TheCorporateCounsel.net

April 28, 2010

Goldman Sachs: What to Make of the Circus?

With representatives from Goldman Sachs testifying – for 11 hours! – before the Senate Banking Committee yesterday (see this morning’s WaPo article, with over 500 comments already), the 24-hour coverage of Goldman’s perceived role in the financial crisis continues. Personally, I’m still puzzled by the all the coverage – the underlying theme of the stories is not really new news. Ever since the crisis came to light, it has been well known that Goldman was far less impacted by the housing market collapse compared to its brethren – and for the most part, they were called geniuses until now.

Here’s a hodge-podge of Goldman-related stories that I found interesting:

– Today’s Washington Post editorial “Goldman and the blame game

– MarketWatch’s “Assessing the coverage of Goldman Sachs

– Tom Brakke’s “The Sideshow” from “The Research Puzzle”

– This NY Times’ Dealbook column entitled “A Crowd With Pity for Goldman”

– In this article, Harvey Pitt provide his thoughts on the risks of the SEC losing the Goldman case

– In his “Ideoblog,” Prof.

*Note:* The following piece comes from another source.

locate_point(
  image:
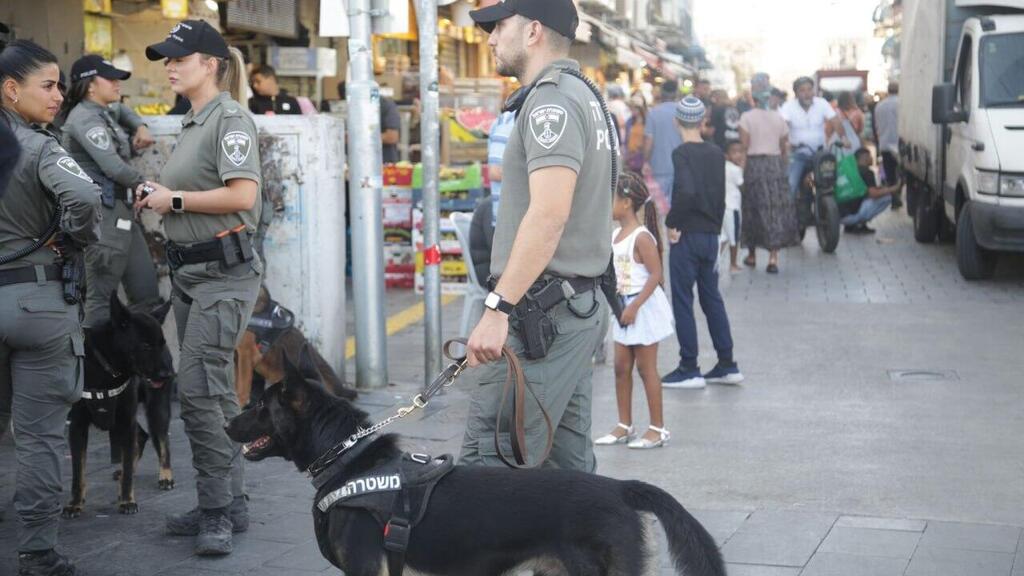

Larry Ribstein describes how the SEC’s Goldman case continues its war on “shorts” – and here is Larry’s analysis on how the case is mutating

– In his “SEC Actions” blog, Tom Gorman writes about “The SEC, the Goldman Case and Critics”

– A former Goldman Sachs director is alleged to have tipped Galleon Group, touching Warren Buffett’s investment in Goldman, as noted in this Reuters article

Although things are moving so fast, that it’s relevance may be limited – Ted Allen provides these notes from last Wednesday’s House hearing on the regulatory reform bill.

Big Changes Afoot: How to Handle a SEC Enforcement Inquiry Now

We have posted the transcript for the recent webcast: “Big Changes Afoot: How to Handle a SEC Enforcement Inquiry Now.”

One topic discussed at length during the program is “when disclosure of an SEC investigation is required – or is recommended – to be disclosed?” (a topic also recently tackled by Marty Rosenbaum in his OnSecurities Blog.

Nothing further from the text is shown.